Thursday, July 10, 2008
My Two Cents in order to create a more robust certificate using keytool.
The answer to “What is your first and last name?” should be the fully qualified domain name (FDQN) for your web server (i.e. myserver.domain.com). You will get a certificate name check warning if this is not an exact match. At the summary it is referred as teh CN (Common Name). I also suggest to use the FDQN as the “-alias” parameter.

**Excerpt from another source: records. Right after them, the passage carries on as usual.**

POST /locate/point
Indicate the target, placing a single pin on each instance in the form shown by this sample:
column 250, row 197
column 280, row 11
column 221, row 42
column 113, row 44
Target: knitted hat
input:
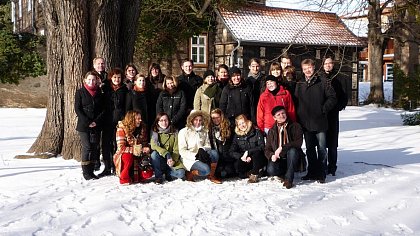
column 207, row 73
column 234, row 70
column 277, row 109
column 271, row 78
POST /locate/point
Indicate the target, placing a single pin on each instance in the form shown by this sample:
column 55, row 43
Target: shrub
column 411, row 118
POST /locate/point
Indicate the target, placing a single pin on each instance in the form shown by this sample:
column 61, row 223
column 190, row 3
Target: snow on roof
column 257, row 23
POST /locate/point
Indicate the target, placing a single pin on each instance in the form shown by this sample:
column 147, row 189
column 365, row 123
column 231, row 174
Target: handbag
column 137, row 149
column 94, row 136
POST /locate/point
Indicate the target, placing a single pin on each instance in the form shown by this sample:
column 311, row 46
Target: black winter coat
column 236, row 100
column 221, row 147
column 253, row 142
column 143, row 102
column 89, row 109
column 294, row 135
column 189, row 84
column 115, row 105
column 315, row 100
column 337, row 82
column 175, row 105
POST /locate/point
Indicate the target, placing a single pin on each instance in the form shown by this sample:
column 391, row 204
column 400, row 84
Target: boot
column 107, row 170
column 86, row 174
column 189, row 175
column 252, row 179
column 91, row 169
column 211, row 176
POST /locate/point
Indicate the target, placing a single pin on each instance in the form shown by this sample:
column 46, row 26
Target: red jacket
column 268, row 101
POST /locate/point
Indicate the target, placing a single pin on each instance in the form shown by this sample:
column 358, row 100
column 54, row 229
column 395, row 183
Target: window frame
column 199, row 46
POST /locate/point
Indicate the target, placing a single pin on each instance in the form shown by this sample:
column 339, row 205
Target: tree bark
column 77, row 32
column 51, row 137
column 375, row 53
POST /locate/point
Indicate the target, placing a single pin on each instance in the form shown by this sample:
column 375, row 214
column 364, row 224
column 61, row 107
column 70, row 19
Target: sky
column 376, row 190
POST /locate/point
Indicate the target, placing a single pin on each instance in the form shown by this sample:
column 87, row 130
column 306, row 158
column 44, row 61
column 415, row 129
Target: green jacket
column 168, row 144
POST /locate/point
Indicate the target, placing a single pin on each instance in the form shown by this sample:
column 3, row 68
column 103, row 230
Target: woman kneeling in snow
column 131, row 141
column 194, row 146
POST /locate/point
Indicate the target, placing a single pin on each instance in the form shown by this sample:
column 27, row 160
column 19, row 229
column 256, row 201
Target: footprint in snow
column 403, row 229
column 360, row 215
column 339, row 220
column 400, row 206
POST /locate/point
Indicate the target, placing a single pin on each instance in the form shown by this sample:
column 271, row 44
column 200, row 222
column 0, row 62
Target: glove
column 243, row 158
column 203, row 156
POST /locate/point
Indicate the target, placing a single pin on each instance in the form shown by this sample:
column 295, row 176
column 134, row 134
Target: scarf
column 91, row 89
column 115, row 87
column 275, row 91
column 211, row 90
column 283, row 138
column 155, row 135
column 137, row 89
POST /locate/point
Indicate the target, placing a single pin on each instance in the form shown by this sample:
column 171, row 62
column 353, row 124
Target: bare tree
column 78, row 31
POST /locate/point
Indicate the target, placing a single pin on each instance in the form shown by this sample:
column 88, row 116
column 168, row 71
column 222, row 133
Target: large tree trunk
column 375, row 53
column 51, row 137
column 77, row 32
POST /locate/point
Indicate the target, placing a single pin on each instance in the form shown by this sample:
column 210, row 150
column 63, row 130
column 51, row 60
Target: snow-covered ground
column 364, row 89
column 376, row 190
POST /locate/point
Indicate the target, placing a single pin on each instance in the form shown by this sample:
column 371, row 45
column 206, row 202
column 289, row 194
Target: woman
column 130, row 75
column 115, row 111
column 275, row 70
column 194, row 147
column 155, row 77
column 207, row 96
column 173, row 102
column 140, row 98
column 273, row 96
column 88, row 106
column 132, row 140
column 222, row 75
column 220, row 140
column 248, row 149
column 165, row 154
column 237, row 97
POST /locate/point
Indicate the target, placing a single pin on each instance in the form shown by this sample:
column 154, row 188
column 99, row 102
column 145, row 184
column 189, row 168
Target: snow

Question: Should I store DSA & RSA keys in my “keystore” in order to increase the security and validity of my website?
Thursday, July 24, 2008
Vagkavan is a genius! Like many people above, I had everything set up according to the tutorial but the browser would not connect to my site via https. No error messages, no nothing. I had been working on this problem for days until I came across Vagkavan’s suggestion that I remove tcnative-1.dll from tomcat/bin. Worked like a charm! I’m using Tomcat 5.5.
Monday, July 28, 2008
I have implemented the steps above, created keystore/keypass, placed into the webapps directory. uncommented the SSL in the server.xml, and added the code to web.xml as stated.
I am successfully connecting over port 8443 and unsecured port 80 as well.
I tried to comment out the the HTTP 1.1 code, and this caused the https pages to throw HTTP Error 500.
How can I implement the SSL/HTTPS and disable the HTTP connection? what am I missing?